# Alternatives to vintage Fuller ratcheting push screwdriver?



## All Thumbs (Nov 22, 2015)

I picked up a real nice vintage Fuller ratcheting push screwdriver but it's missing most of its
bits. I contacted the Fuller company that no longer supports their product and who (no exaggeration) offered this advice: "our best suggestion is for you to throw it in a waste-basket." (Hope I never have that ignoramus working customer service for my company).
Anyway...I really like the ratcheting push screwdriver and am looking for suggestions of good ones. My wife is wanting a Christmas list and this is the only thing I can come up with but I would like to get one that has "feel," stability and quality.


----------



## GeorgeC (Jul 30, 2008)

Did you try "googling" the subject? Try it and you will get several hits.

George


----------



## mikeswoods (May 18, 2009)

Look on Ebay--you might have some luck finding bits----I have several in my collection of vintage tools--but I have not used one for over forty years.

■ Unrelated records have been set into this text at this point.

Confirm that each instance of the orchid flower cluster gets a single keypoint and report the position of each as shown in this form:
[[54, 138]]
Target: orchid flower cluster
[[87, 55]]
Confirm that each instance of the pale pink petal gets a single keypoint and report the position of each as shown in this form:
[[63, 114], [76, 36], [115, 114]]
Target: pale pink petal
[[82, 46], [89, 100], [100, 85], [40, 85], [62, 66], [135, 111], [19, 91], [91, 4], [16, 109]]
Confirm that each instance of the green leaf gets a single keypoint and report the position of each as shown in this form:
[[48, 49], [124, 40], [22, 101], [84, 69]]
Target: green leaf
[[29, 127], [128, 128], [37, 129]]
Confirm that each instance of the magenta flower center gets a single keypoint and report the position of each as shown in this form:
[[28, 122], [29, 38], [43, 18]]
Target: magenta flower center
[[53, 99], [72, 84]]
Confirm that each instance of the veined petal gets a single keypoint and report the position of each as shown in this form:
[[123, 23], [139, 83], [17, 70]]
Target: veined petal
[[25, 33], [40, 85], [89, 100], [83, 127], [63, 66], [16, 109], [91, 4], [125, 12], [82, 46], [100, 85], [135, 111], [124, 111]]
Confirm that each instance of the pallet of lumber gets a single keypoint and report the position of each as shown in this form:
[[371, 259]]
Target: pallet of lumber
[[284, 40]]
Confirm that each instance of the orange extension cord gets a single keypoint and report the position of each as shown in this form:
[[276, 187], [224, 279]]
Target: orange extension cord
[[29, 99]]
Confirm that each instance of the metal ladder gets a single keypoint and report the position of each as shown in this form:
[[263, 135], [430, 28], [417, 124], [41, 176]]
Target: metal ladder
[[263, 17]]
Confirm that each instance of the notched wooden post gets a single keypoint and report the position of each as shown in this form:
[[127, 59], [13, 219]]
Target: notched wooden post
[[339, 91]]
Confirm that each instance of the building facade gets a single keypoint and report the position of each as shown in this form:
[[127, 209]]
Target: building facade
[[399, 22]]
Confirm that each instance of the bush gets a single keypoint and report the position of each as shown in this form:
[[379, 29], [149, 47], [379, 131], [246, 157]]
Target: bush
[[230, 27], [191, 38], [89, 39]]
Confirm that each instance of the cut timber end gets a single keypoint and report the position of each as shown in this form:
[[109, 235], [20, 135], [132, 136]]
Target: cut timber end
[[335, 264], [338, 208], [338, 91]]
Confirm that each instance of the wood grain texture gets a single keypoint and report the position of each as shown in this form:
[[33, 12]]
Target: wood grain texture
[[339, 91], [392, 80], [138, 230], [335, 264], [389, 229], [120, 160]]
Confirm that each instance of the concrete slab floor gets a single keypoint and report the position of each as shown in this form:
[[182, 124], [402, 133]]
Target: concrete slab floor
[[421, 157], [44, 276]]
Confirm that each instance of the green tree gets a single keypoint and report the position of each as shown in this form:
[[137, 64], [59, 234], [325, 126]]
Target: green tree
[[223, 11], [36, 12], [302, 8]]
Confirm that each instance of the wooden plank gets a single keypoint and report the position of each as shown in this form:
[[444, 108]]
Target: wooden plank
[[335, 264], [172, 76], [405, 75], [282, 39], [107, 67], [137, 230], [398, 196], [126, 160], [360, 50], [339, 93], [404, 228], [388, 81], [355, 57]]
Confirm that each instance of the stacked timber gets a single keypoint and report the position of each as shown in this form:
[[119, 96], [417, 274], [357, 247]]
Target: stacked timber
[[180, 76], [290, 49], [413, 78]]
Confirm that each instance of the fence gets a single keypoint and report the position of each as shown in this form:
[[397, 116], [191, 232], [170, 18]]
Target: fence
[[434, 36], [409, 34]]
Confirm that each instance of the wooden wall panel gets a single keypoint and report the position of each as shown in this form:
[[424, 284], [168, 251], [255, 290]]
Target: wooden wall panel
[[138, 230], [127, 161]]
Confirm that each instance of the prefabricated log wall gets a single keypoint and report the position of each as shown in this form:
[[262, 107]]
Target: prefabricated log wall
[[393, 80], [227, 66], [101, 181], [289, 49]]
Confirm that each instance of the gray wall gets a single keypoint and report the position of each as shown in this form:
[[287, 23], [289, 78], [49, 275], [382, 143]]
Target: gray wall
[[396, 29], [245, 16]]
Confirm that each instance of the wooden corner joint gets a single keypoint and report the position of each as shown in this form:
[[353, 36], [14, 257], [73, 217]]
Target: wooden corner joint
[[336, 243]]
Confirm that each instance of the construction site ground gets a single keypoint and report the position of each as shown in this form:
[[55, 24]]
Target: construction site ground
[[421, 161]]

As a kid I drooled over the one my fathers carpenter friend owned---what a time saver---
However, variable speed,reversing drills came on the market---so I never got one until this decade.


----------



## Brian T. (Dec 19, 2012)

I have a Makita reversing cordless with a swivel head. While it ain't a vintage ratchet, I can work in all sorts of awkward corners with ease and satisfaction. Standard hex shank bits but the magnetic socket has always been really weak.


----------



## Bill White 2 (Jun 23, 2012)

Lee Valley has socket adapters that will accept 1/4" modern bits. Might wanna check with them.
Just be sure to know what size shank your push drill needs.
Bill


----------



## woodnthings (Jan 24, 2009)

*that reminds me of ....*

This thread:
http://www.woodworkingtalk.com/f11/yankee-spiral-ratchet-screwdrivers-23180/

and this one:
http://www.woodworkingtalk.com/f11/yankee-drivers-anyone-8246/

Ebay has some bits:
http://www.ebay.com/sch/i.html?_nkw=yankee+screwdriver+bits


----------